De acuerdo con la Revelación y la consiguiente tradición cristiana, la familia es una institución natural, la más próxima a la naturaleza humana, ya que procede del amor instintivo que une al varón y a la mujer, y se proyecta en la cultura constituyendo la base de la sociedad. Actualmente se hace preciso repetir estas verdades fundamentales: las nociones de naturaleza, orden natural y ley natural; sobre ellas se edifica la concepción propiamente cristiana que aporta la fe, la caridad y la gracia sacramental del matrimonio, que corrigen los posibles defectos, elevan la realidad primera, y constituyen la célula básica de la sociedad eclesial. Doctrina y hechos. En las Cartas paulinas hallamos la afirmación de la unidad ética y religiosa de la relación varón - mujer, que no se suma exteriormente a la dimensión natural, sino que la asume y trasforma desde dentro. La Iglesia ha intervenido siempre para reivindicar ante las alteraciones históricas la realidad auténtica de la institución familiar, persuadida de la importancia pedagógica y pastoral de las correcciones que proclamaba como necesarias para obedecer al designio de Dios. Lo que está en juego es esta alternativa: la vida en la gracia o en el pecado, y por consiguiente la salvación eterna.

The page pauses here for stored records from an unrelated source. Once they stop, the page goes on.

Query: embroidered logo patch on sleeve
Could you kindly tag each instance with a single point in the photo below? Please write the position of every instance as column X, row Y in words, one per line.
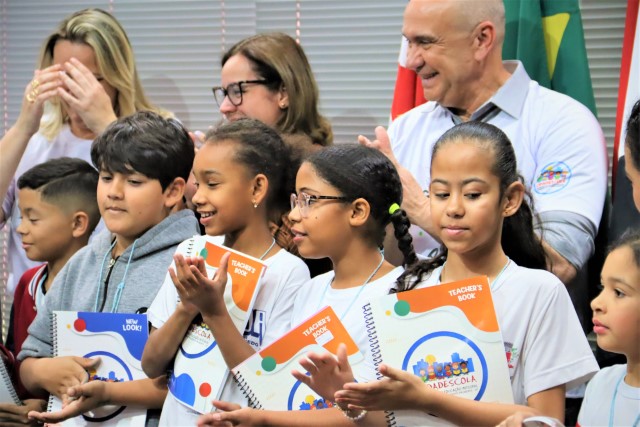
column 553, row 177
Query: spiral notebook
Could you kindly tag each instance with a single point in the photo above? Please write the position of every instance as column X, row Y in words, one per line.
column 265, row 378
column 7, row 391
column 118, row 339
column 199, row 371
column 449, row 337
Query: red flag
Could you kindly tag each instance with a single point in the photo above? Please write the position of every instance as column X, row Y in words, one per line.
column 408, row 91
column 629, row 89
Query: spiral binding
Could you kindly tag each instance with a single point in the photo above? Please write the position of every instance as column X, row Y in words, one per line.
column 246, row 390
column 6, row 378
column 190, row 245
column 374, row 345
column 54, row 333
column 372, row 336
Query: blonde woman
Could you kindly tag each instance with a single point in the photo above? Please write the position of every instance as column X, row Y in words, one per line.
column 86, row 78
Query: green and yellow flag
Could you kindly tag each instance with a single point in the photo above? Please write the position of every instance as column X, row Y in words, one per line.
column 547, row 36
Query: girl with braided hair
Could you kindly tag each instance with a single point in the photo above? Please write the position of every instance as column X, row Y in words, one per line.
column 345, row 197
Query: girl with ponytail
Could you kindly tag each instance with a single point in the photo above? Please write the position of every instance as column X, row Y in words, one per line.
column 346, row 195
column 481, row 217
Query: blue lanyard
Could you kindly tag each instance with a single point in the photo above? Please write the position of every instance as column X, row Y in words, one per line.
column 120, row 288
column 612, row 410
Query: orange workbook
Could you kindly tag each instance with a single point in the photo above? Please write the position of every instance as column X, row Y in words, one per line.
column 266, row 378
column 199, row 372
column 448, row 335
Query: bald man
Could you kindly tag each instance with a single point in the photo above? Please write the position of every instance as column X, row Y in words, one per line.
column 455, row 46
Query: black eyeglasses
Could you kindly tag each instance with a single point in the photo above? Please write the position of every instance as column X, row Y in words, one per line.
column 304, row 200
column 234, row 91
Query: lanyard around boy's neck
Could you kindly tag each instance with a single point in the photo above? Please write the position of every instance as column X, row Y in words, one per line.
column 120, row 288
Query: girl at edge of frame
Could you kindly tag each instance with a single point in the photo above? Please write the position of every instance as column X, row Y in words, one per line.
column 346, row 196
column 239, row 174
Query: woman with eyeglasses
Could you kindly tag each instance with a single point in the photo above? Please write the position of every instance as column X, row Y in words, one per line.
column 268, row 77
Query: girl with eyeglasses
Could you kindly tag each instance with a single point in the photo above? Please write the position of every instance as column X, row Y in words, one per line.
column 268, row 77
column 240, row 173
column 346, row 196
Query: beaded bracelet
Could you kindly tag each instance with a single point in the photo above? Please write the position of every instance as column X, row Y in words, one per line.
column 355, row 419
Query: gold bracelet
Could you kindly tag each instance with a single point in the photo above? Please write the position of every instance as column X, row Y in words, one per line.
column 355, row 419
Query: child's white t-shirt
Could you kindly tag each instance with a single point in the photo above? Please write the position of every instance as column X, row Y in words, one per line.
column 347, row 304
column 543, row 340
column 596, row 406
column 270, row 319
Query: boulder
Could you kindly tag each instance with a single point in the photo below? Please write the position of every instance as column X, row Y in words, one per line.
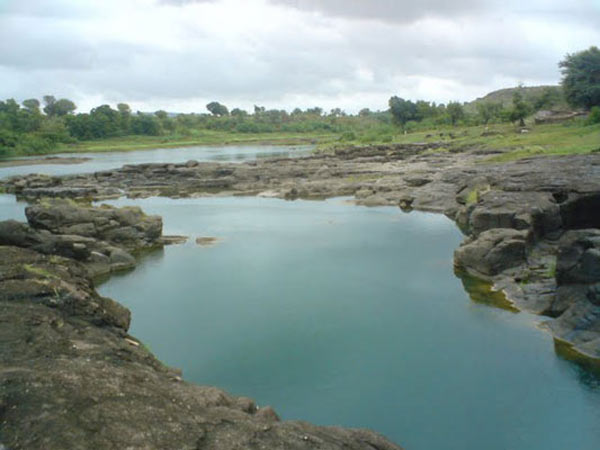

Concluyo. Es muy doloroso pensar en el perjuicio espiritual que sufrirán los fieles que padecen a causa de su inclinación desordenada si la Iglesia auspiciara el reconocimiento de las uniones civiles, sancionadas por el Estado como un derecho a tener una familia; así se pondría obstáculo al posible proceso de sanación descrito en el Catecismo. Porque le debe a esas personas la misericordia de la verdad. Un escándalo, al que se suma la promoción de eclesiásticos de consistente mala fama (entiéndase de qué se trata) que muchísima gente conoce con certeza; no parecen ser calumnias.
¿Qué pueden hacer hoy los católicos fieles?. Ante todo orar, invocando la intercesión de la Virgen María, Madre de la Iglesia, y de San José, su Patrono. Pero, además, difundir incansablemente, con exactitud y serenidad la enseñanza, que es invariable, acopiada por la Gran tradición eclesial, para disipar con su luz la confusión; porque de eso se trata, de decir sí a lo que es sí, y no a lo que es no, y de ese modo desbaratar los planes del Padre de la mentira (cf. Jn 8, 44).
Y no perder la esperanza, que enciende soles en nuestra noche.